The international peace envoy for Syriasaid on Wednesday he did not see President Bashar al-Assad being part of a transitional government envisaged by a peace plan agreed by major powers last year.
“Surely he would not be a member of that government,” Lakhdar Brahimi, the envoy, told Reuters in an interview in Cairo, in some of his clearest language yet on the future he sees for Assad.
He reiterated his view that the peace plan agreed in Geneva last year remained “the base for a solution in Syria”.
“There is no military solution,” he said. “The solution shouldn’t wait until 2014. It should be in 2013,” he said.
He described a speech delivered by Assad this week as “narrow” and “uncompromising”, adding that Assad had “narrowed his initiative by excluding some parties” from his own proposed talks to end the Syrian conflict.

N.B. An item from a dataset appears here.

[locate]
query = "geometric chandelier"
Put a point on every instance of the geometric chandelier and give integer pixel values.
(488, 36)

“This wouldn’t be a national dialogue,” Brahimi said.
Brahimi added that he had made a mistake in an earlier interview with the BBC by describing the Assad speech as “sectarian”.
“It’s a slip of the tongue and I apologize,” he said.
Brahimi said he would travel to Geneva on Thursday for a meeting with Russian Deputy Foreign Minister Mikhail Bogdanov and U.S. Deputy Secretary of State William Burns. The meeting would discuss how to implement the Geneva plan.
He said both the opposition and Assad must accept the plan and work to implement it. “Of course this requires ceasing fire,” he said.